Zur aktuellen Situation in der Geburtshilfe

(aktualisierte Fassung März 2021)

Frauen haben „während der Schwangerschaft, bei und nach der Entbindung Anspruch auf ärztliche Betreuung sowie auf Hebammenhilfe einschließlich der Untersuchungen zur Feststellung der Schwangerschaft und zur Schwangerenvorsorge.”

SGB V, Art. 1, § 24d, Ärztliche Betreuung und Hebammenhilfe

Im Folgenden geben wir eine Übersicht zur aktuellen Situation in der Geburtshilfe.

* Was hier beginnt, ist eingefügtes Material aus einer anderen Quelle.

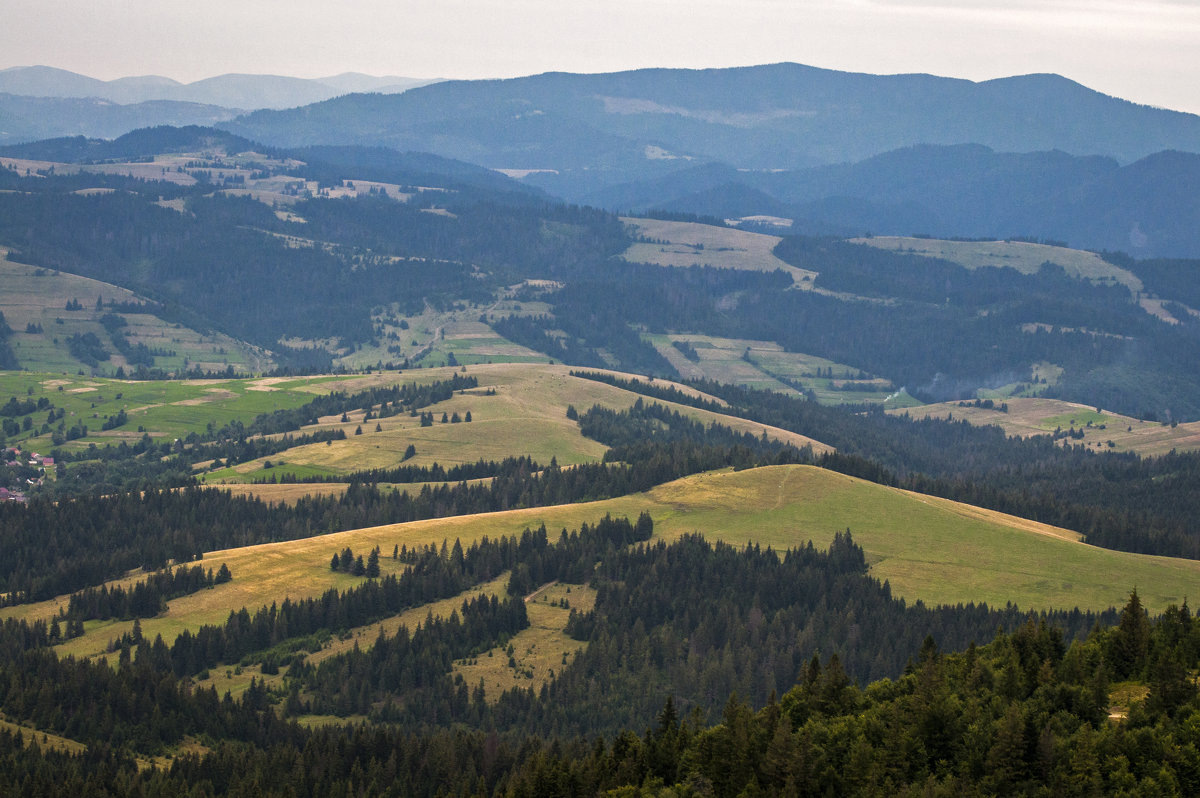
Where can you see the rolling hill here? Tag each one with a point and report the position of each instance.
(777, 117)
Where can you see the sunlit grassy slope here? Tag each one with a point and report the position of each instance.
(928, 549)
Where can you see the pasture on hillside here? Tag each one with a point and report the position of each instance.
(1021, 256)
(1097, 430)
(690, 244)
(765, 365)
(35, 303)
(928, 549)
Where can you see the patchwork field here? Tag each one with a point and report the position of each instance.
(766, 365)
(163, 409)
(39, 298)
(688, 244)
(1102, 431)
(523, 414)
(928, 549)
(1024, 257)
(538, 652)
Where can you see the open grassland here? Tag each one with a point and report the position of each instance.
(433, 336)
(689, 244)
(539, 652)
(526, 414)
(765, 365)
(163, 409)
(39, 297)
(1039, 417)
(929, 549)
(1026, 258)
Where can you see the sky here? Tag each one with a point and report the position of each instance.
(1145, 51)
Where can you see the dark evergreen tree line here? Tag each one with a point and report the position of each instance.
(1116, 501)
(433, 575)
(145, 598)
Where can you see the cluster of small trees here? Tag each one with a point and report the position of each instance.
(347, 563)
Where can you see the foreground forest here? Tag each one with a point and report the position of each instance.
(444, 345)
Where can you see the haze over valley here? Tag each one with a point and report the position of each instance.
(721, 431)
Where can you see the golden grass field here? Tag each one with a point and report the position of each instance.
(1024, 257)
(725, 361)
(929, 549)
(539, 652)
(691, 244)
(34, 295)
(1033, 417)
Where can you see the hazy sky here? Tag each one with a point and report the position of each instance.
(1147, 51)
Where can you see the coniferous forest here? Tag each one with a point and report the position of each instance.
(689, 666)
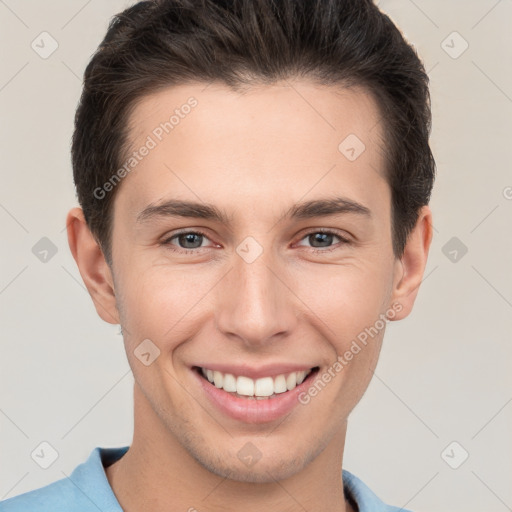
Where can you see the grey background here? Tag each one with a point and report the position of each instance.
(444, 373)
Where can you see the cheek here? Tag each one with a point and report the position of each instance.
(162, 304)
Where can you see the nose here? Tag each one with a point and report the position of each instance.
(254, 303)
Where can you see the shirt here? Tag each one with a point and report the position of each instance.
(87, 490)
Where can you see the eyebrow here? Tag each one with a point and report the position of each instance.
(304, 210)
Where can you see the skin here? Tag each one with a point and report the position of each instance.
(253, 155)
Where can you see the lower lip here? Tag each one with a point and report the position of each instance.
(253, 410)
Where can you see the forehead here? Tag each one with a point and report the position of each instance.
(273, 141)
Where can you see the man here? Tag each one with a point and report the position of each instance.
(254, 179)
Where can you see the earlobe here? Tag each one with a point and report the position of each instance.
(411, 266)
(92, 265)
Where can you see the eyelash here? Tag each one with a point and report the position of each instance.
(343, 241)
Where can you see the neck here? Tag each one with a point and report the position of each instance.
(158, 474)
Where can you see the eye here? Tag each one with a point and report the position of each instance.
(324, 240)
(187, 241)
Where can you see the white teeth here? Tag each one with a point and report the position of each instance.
(229, 383)
(300, 377)
(291, 381)
(280, 384)
(260, 388)
(245, 386)
(218, 379)
(264, 386)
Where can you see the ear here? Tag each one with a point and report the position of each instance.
(92, 265)
(410, 267)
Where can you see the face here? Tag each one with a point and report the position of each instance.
(279, 265)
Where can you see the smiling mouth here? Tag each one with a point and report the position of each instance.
(256, 389)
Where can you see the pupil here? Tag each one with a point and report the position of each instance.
(189, 238)
(324, 238)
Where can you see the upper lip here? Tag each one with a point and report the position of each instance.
(267, 370)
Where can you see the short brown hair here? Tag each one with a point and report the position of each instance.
(160, 43)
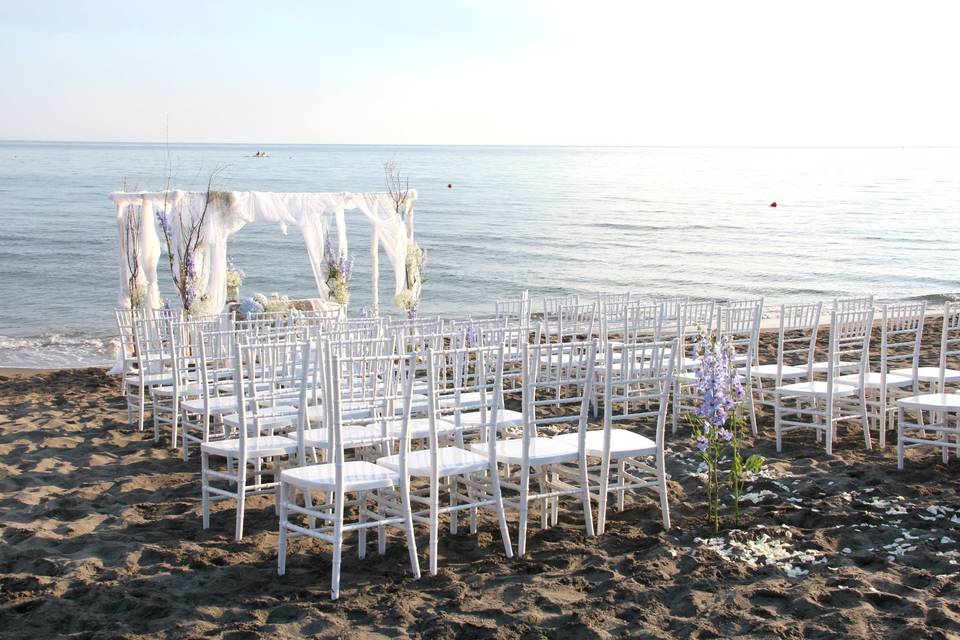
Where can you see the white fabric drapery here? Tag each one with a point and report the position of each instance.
(231, 211)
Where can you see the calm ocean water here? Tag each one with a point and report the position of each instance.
(551, 219)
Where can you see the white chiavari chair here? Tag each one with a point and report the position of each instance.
(152, 339)
(461, 479)
(514, 311)
(901, 329)
(126, 319)
(796, 346)
(562, 374)
(940, 375)
(339, 478)
(930, 419)
(202, 417)
(820, 404)
(636, 386)
(268, 383)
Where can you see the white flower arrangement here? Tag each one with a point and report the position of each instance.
(274, 304)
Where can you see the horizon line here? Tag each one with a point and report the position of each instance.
(516, 145)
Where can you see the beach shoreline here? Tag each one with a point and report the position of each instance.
(102, 538)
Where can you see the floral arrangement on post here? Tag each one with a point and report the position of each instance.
(186, 275)
(132, 237)
(249, 307)
(339, 272)
(409, 298)
(719, 423)
(234, 280)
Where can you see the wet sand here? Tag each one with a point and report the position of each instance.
(100, 537)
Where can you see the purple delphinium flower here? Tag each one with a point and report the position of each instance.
(472, 336)
(164, 223)
(715, 381)
(702, 443)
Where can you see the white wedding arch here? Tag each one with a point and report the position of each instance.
(217, 215)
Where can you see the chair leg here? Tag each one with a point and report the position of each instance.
(282, 544)
(174, 421)
(241, 497)
(204, 485)
(753, 409)
(337, 544)
(434, 524)
(585, 492)
(621, 493)
(501, 512)
(664, 495)
(776, 421)
(602, 496)
(141, 409)
(362, 532)
(381, 530)
(524, 508)
(866, 419)
(408, 526)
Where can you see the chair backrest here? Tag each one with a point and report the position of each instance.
(859, 303)
(671, 306)
(695, 317)
(849, 342)
(572, 322)
(640, 322)
(474, 373)
(901, 330)
(797, 336)
(552, 304)
(268, 382)
(558, 375)
(153, 338)
(218, 358)
(740, 322)
(380, 384)
(949, 337)
(637, 384)
(126, 318)
(514, 310)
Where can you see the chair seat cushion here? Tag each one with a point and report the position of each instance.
(929, 374)
(872, 379)
(450, 461)
(218, 405)
(623, 443)
(932, 401)
(542, 451)
(472, 419)
(816, 388)
(843, 365)
(419, 427)
(770, 371)
(151, 379)
(256, 447)
(358, 475)
(354, 435)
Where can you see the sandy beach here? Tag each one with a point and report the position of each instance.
(101, 538)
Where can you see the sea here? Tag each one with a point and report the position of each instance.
(495, 220)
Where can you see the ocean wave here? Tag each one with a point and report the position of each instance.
(57, 351)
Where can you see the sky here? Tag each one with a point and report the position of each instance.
(676, 73)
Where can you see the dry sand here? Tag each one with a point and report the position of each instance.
(101, 537)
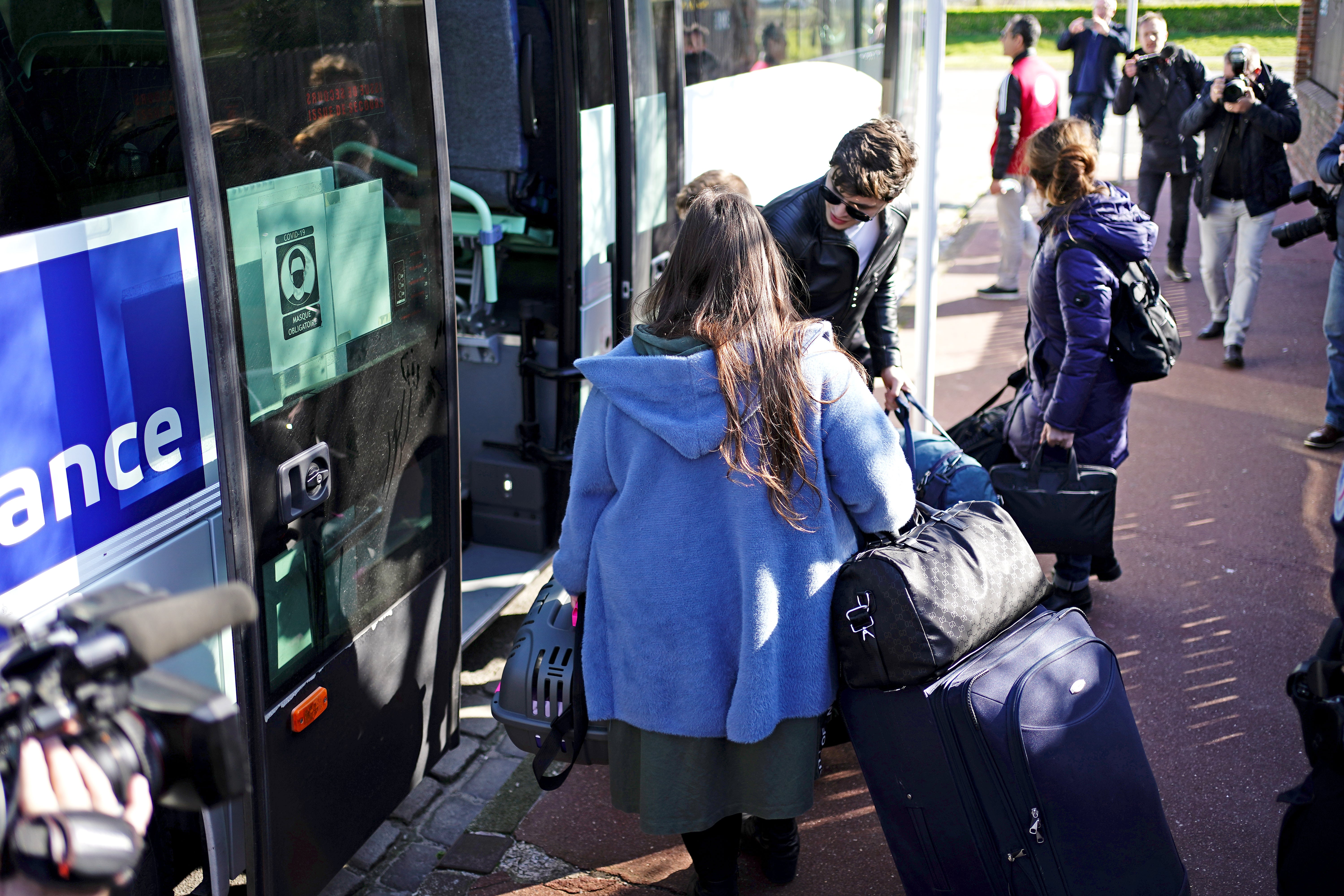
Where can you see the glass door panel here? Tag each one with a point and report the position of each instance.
(325, 143)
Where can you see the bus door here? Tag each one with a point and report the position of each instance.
(108, 461)
(319, 160)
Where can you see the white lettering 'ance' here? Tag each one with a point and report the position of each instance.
(83, 457)
(122, 480)
(24, 480)
(157, 439)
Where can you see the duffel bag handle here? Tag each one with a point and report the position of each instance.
(571, 727)
(902, 413)
(1036, 467)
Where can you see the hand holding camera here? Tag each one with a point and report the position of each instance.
(116, 735)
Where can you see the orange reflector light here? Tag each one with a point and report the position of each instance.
(307, 713)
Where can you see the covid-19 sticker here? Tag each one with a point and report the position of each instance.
(296, 263)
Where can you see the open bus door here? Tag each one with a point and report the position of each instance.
(561, 198)
(319, 181)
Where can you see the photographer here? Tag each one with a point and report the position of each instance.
(1329, 167)
(1163, 82)
(1248, 115)
(56, 780)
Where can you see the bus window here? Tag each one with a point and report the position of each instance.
(744, 104)
(89, 124)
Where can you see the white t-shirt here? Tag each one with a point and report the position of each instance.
(865, 238)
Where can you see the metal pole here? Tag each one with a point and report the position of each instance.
(1132, 26)
(927, 265)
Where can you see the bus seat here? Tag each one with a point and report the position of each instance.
(479, 42)
(34, 18)
(143, 15)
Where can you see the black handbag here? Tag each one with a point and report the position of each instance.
(1061, 508)
(983, 436)
(1310, 860)
(912, 606)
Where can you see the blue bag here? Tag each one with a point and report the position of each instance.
(1018, 772)
(944, 473)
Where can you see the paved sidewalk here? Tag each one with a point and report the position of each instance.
(1224, 534)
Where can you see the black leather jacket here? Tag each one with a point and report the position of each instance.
(1163, 90)
(1271, 124)
(829, 268)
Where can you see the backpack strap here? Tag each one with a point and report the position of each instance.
(571, 727)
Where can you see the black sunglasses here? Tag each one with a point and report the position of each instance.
(831, 197)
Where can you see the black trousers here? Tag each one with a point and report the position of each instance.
(1150, 187)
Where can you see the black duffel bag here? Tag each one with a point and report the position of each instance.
(983, 436)
(912, 606)
(1310, 860)
(1061, 508)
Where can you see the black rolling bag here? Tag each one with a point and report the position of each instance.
(1019, 772)
(1310, 859)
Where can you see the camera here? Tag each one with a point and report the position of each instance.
(1148, 61)
(85, 679)
(1322, 222)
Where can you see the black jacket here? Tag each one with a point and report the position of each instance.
(1100, 74)
(829, 268)
(1163, 92)
(1329, 167)
(1271, 124)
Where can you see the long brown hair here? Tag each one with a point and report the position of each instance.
(726, 284)
(1062, 159)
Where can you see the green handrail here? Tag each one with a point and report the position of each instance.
(489, 234)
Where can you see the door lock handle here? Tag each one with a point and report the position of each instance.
(304, 481)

Schwangerschaftsvorsorge, Geburt und Wochenbettbetreuung

Schwangerschaftsvorsorge

Art und Umfang der Schwangerschaftsvorsorge sowie die Betreuung nach der Geburt im Wochenbett regeln das Hebammengesetz und die Berufsordnungen der Hebammen in den jeweiligen Bundesländern sowie die Mutterschaftsrichtlinien. Die Schwangere erhält von ihrer Hebamme oder der Gynäkologin den Mutterpass. Er dokumentiert den allgemeinen Gesundheitszustand sowie die Untersuchungen und Ergebnisse im Rahmen der Schwangerschaftsvorsorge.

Schwangere können folgende Vorsorgemodelle der Schwangerschaftsvorsorge wählen:

  • im Wechsel von einer freiberuflichen Hebamme und einem/ einer Gynäkolog:in 
  • ausschließlich durch eine freiberufliche Hebamme
  • ausschließlich durch einen/ eine Gynäkolog:in.

Welche Untersuchungen vorgesehen sind, darüber informiert die hervorragende Website familienplanung.de von der Bundeszentrale für gesundheitliche Aufklärung (BzgA).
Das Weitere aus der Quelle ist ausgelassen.